At the time of the revelation of the Holy Quran, the skies offered no sign that there would come a time when it would ever be difficult to view the night sky. And yet, this verse speaks of our well-lit kingdoms of civilisation, where it is becoming increasingly harder for people to view the night sky in all its starry glory.
Hazrat Musleh-e-Maudra has given several meanings of this verse of the Holy Quran, which states:
وَإِذَا النُّجُومُ انْكَدَرَتْ
“And when the stars are obscured.” (Surah At-Takwir, Ch.81: V.3)
One meaning of this verse, he writes, is that a time would come when stars, i.e., meteorites, would fall in large numbers. Another meaning is that meritocracy would replace aristocracy.

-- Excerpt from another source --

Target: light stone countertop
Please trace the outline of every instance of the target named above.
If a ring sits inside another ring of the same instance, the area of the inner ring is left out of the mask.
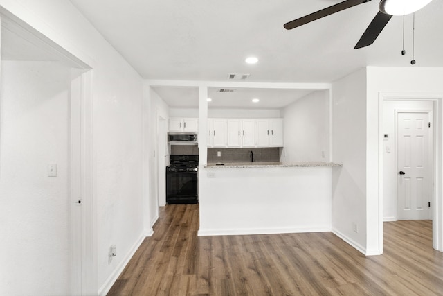
[[[281,162],[226,162],[224,165],[221,163],[209,163],[204,167],[205,168],[311,168],[311,167],[333,167],[343,166],[342,164],[334,162],[300,162],[291,164],[282,164]]]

Another meaning is that religious scholars would no longer command much respect, as their knowledge would be dry.
Then, as the Holy Prophet has also referred to his companions as stars (Mirqat-ul-Mafatih Sharah Mishkat-ul-Masbih, Kitab al-manaaqib, Hadith 6018), another meaning of this verse would be that the companions would no longer be followed in virtue and righteousness, and their example would no longer be mentioned by their followers, i.e., the Ummah. (For detailed meanings of this verse, please refer to Tafsir-e-Kabir, Vol. 8, pp. 200-203.)
But why speak of this? These are indeed remarkable prophecies about the Latter Days, but what does that mean for us? The answer, we may safely conclude, adds to the long list of signs mentioned in the Holy Quran about the advent of the Promised Messiah.

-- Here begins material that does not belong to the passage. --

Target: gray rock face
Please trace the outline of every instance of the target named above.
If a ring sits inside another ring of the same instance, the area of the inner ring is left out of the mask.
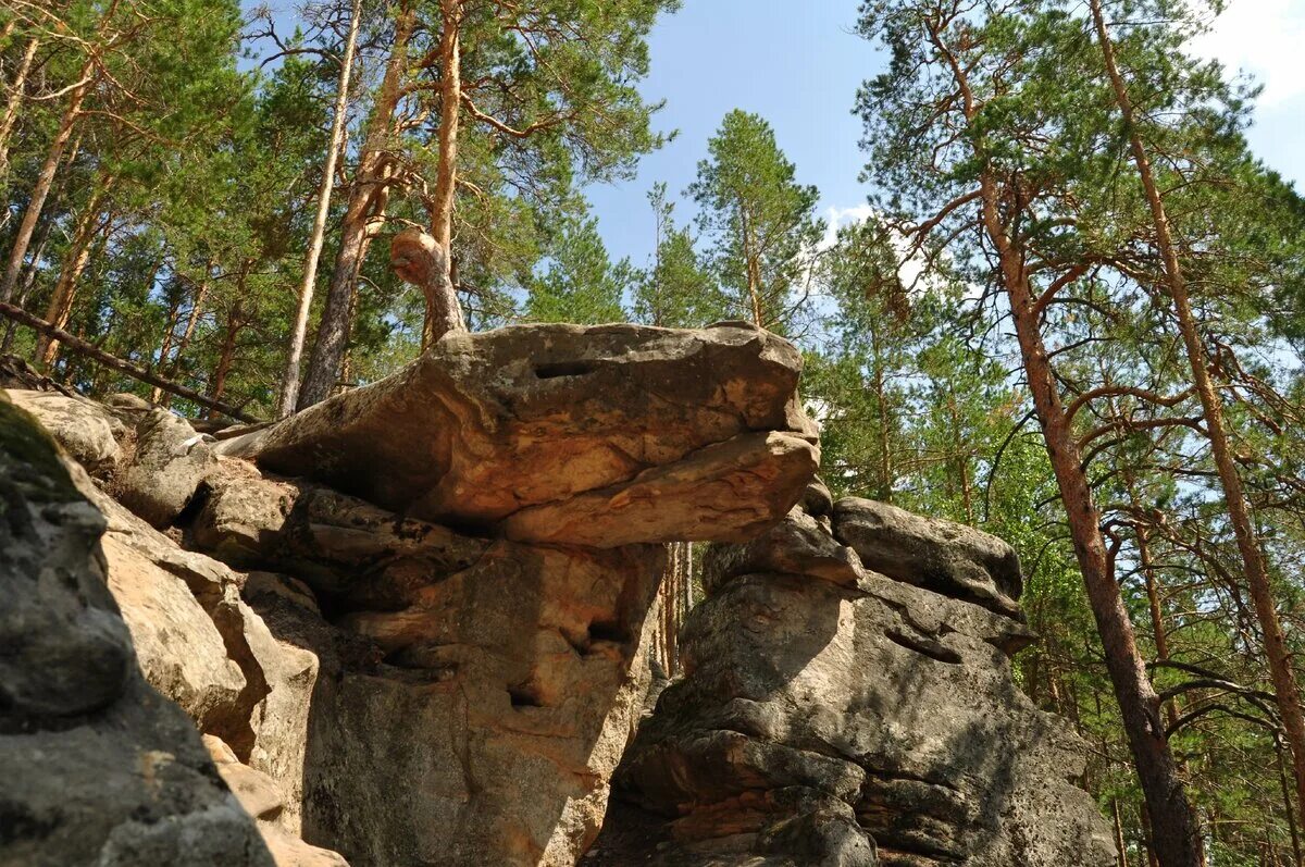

There are many other such prophecies that describe how the Latter Days would take shape. Such signs include modern transport, progress in global communication etc. However, the fact that the Holy Quran – in three short words – has described the Latter Days with such clarity, especially when such a thing was unimaginable in 7th-century Arabia, is simply fascinating.
The Promised Messiahas and his Khulafa have always encouraged us to follow the great examples of the companions of the Holy Prophetsa. In his Friday sermons over the last few years, Hazrat Khalifatul Masih Vaa described in magnificent detail the virtues of over 300 companions of the Holy Prophetsa. With this, he prayed that we might follow their example and hence once again glisten spiritual skies with the tapestries of stars.